Regeling aantekening mondeling vonnis door politierechter, kinderrechter, economische politierechter, de kantonrechter en de enkelvoudige kamer voor behandeling van strafzaken in hoger beroep
Artikel 1
Geldend
Geldend vanaf 01-11-1996
- Redactionele toelichting
Deze regeling treedt tegelijk in werking met de Wet tot wijziging van de bepalingen uit het Wetboek van Strafvordering betreffende het proces-verbaal van de terechtzitting en het vonnis (26-09-1996, Stb. 487).
- Bronpublicatie:
02-10-1996, Stcrt. 1996, 197 (uitgifte: 11-10-1996, kamerstukken/regelingnummer: -)
- Inwerkingtreding
01-11-1996
- Bronpublicatie inwerkingtreding:
21-10-1996, Stb. 1996, 521 (uitgifte: 01-01-1996, kamerstukken/regelingnummer: -)
- Vakgebied(en)
Strafprocesrecht / Bijzondere onderwerpen
Strafprocesrecht / Rechtsmiddelen
Materieel strafrecht / Sancties
Strafprocesrecht / Terechtzitting en beslissingsmodel
Bijzonder strafrecht / Economisch strafrecht
Strafprocesrecht (V)
De aantekening van het mondeling vonnis als bedoeld in artikel 378, tweede lid, van het Wetboek van Strafvordering dient de navolgende gegevens te bevatten:
- a.
inhoud van de telastlegging (verwezen kan worden naar de dagvaarding en eventueel naar de nadere opgave, bedoeld bij art. 374 van het Wetboek van Strafrecht, met vermelding van nadere opgave ter terechtzitting);
in geval van bewezenverklaring:
- b.
alle gebezigde bewijsmiddelen en andere gronden voor de bewezenverklaring, alsmede vermelding van de redengevende feiten en omstandigheden voor de beslissing dat het (de) feit(en) door de verdachte(n) is (zijn) begaan (voor de inhoud van de bewijsmiddelen kan worden verwezen naar het proces-verbaal van de terechtzitting en andere processtukken.
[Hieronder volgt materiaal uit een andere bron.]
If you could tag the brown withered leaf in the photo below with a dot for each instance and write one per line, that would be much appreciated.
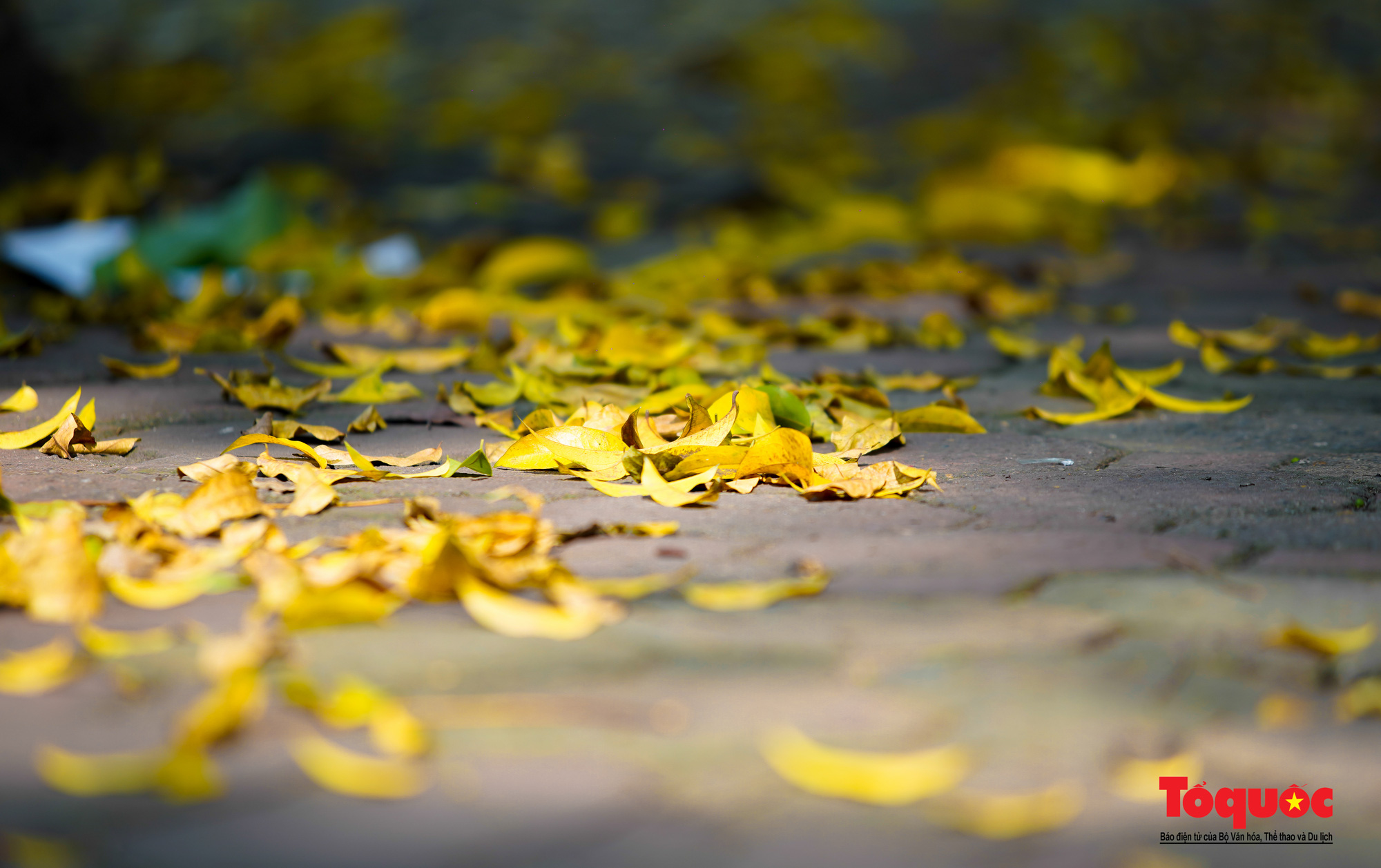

Indien niet de gehele inhoud voor het bewijs is gebezigd, dan aangeven welk deel wel is gebruikt);
- c.
de bewezenverklaring (verwezen kan worden naar onder a, met aanduiding van de eventuele beperking of uitlegging);
- d.
de kwalificatie van het (de) strafbare feit(en) dat (die) het bewezenverklaarde oplevert met de gronden daarvoor;
- e.
de wettelijke voorschriften die zijn toegepast;
- f.
beslissing omtrent de strafbaarheid van de verdachte en het (de) feit(en), eventueel met de gronden daarvoor;
- g.
ontslag van rechtsvervolging met de gronden daarvoor;
- h.
opgelegde straf(fen) of maatregel(en). Opgave van bijzondere redenen die de straf(fen) hebben bepaald of tot de maatregel(en) hebben geleid, alsmede in de voorkomende gevallen van de strafmotiveringseisen, genoemd in art. 359, vierde, zesde, zevende en achtste lid, Sv;
- i.
bijkomende beslissingen, met eventueel de gronden daarvoor;
andere gevallen:
- j.
de beslissing met de gronden daarvoor;
- k.
bijkomende beslissingen, met eventueel de gronden daarvoor.